Proceedings of the National Academy of Sciences ◽

10.1073/pnas.1700307114 ◽

2017 ◽

Vol 114 (9) ◽

pp. 2277-2282 ◽

Cited By ~ 37

Author(s):

Nandan L. Nerurkar ◽

L. Mahadevan ◽

Clifford J. Tabin

Keyword(s):

Small Intestine ◽

Molecular Mechanisms ◽

Critical Role ◽

Tissue Level ◽

Body Cavity ◽

Bmp Signaling ◽

The Body ◽

Differential Growth ◽

Bmp Pathway ◽

Dorsal Mesentery

Looping of the initially straight embryonic gut tube is an essential aspect of intestinal morphogenesis, permitting proper placement of the lengthy small intestine within the confines of the body cavity.
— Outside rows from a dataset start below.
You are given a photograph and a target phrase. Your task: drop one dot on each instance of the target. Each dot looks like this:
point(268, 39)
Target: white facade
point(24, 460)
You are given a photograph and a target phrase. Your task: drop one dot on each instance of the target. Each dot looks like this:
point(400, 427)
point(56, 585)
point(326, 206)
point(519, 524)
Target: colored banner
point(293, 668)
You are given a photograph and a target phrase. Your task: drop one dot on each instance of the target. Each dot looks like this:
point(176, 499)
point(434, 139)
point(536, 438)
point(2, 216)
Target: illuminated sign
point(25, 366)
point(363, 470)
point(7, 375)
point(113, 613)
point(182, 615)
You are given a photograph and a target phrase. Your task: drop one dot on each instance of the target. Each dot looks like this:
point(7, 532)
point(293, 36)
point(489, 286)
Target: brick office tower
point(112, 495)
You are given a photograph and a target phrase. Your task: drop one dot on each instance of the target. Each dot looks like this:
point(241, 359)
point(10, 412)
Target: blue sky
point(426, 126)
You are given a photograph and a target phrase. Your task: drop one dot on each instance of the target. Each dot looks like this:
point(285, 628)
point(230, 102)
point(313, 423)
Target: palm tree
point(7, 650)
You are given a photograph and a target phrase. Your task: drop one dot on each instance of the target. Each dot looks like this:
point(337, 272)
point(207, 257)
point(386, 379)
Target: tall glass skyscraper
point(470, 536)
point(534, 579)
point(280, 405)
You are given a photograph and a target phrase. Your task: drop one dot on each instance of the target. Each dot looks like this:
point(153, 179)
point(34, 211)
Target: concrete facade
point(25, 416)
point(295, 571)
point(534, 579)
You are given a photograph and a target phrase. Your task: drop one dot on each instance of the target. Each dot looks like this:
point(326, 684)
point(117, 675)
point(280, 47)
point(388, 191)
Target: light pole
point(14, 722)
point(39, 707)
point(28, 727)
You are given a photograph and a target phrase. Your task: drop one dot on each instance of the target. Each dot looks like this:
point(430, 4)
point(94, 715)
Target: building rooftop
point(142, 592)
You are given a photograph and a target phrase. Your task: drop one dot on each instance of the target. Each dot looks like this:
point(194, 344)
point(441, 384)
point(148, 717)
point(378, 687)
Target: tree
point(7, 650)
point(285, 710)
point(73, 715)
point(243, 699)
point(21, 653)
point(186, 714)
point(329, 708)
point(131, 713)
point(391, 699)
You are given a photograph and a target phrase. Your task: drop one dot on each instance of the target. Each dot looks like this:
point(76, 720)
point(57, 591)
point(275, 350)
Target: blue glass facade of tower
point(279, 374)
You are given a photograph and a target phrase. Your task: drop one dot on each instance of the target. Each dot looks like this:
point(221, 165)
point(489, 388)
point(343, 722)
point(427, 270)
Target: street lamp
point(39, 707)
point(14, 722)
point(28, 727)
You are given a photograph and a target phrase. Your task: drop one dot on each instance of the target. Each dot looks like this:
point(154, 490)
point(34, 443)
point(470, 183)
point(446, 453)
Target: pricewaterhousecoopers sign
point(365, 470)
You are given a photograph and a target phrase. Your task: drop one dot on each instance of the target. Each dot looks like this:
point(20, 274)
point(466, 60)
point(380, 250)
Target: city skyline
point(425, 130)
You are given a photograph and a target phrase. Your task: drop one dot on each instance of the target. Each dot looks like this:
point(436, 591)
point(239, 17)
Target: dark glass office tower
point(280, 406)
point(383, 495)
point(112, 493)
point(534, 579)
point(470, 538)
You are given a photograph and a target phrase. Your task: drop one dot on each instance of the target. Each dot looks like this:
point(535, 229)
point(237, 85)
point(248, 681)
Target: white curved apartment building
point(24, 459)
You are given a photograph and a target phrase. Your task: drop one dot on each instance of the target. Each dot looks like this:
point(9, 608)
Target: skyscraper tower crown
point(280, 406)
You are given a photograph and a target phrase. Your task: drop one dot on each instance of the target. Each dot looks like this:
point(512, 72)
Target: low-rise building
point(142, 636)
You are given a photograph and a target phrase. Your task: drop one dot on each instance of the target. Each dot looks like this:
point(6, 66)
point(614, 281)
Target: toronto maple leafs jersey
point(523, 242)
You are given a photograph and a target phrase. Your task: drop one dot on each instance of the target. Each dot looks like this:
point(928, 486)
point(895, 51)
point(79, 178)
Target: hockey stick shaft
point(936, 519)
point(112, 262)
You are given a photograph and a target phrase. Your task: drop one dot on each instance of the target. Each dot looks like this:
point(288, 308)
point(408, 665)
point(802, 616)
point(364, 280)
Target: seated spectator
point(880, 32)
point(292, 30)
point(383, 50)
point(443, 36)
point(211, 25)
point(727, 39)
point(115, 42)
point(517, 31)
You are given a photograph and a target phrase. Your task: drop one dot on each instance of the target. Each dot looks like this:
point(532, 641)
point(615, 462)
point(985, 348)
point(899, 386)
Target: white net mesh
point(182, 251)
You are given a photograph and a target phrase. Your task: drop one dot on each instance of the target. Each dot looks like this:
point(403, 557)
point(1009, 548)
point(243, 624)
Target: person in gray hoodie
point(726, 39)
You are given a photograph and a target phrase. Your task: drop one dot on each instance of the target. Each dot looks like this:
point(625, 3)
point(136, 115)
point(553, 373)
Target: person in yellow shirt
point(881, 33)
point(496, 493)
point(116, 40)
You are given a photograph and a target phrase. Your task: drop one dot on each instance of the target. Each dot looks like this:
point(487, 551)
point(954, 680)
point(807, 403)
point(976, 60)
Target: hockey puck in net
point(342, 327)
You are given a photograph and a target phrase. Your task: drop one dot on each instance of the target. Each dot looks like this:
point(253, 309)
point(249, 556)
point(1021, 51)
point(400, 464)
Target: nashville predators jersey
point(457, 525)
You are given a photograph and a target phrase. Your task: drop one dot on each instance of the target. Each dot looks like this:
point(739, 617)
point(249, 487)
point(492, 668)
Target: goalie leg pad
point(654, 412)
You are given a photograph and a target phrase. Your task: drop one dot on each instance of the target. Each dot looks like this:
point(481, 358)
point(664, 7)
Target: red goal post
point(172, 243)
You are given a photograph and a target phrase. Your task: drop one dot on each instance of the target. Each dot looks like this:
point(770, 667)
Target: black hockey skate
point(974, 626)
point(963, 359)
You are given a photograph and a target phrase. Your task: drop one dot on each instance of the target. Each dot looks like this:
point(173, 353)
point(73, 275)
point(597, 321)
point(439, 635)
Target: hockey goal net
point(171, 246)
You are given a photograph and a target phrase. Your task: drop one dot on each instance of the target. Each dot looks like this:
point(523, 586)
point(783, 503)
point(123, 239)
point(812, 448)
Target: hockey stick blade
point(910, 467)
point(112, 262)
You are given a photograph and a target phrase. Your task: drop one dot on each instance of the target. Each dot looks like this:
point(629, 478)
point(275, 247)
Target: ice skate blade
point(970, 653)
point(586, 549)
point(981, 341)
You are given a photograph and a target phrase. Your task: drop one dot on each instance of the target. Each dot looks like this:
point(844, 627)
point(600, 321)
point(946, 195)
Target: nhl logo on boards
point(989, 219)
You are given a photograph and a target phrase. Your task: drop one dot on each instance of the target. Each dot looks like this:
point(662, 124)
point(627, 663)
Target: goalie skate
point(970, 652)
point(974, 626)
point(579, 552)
The formation of intestinal loops is highly stereotyped within a given species and results from differential-growth–driven mechanical buckling of the gut tube as it elongates against the constraint of a thin, elastic membranous tissue, the dorsal mesentery. Although the physics of this process has been studied, the underlying biology has not. Here, we show that BMP signaling plays a critical role in looping morphogenesis of the avian small intestine. We first exploited differences between chicken and zebra finch gut morphology to identify the BMP pathway as a promising candidate to regulate differential growth in the gut. Next, focusing on the developing chick small intestine, we determined that Bmp2 expressed in the dorsal mesentery establishes differential elongation rates between the gut tube and mesentery, thereby regulating the compressive forces that buckle the gut tube into loops. Consequently, the number and tightness of loops in the chick small intestine can be increased or decreased directly by modulation of BMP activity in the small intestine. In addition to providing insight into the molecular mechanisms underlying intestinal development, our findings provide an example of how biochemical signals act on tissue-level mechanics to drive organogenesis, and suggest a possible mechanism by which they can be modulated to achieve distinct morphologies through evolution.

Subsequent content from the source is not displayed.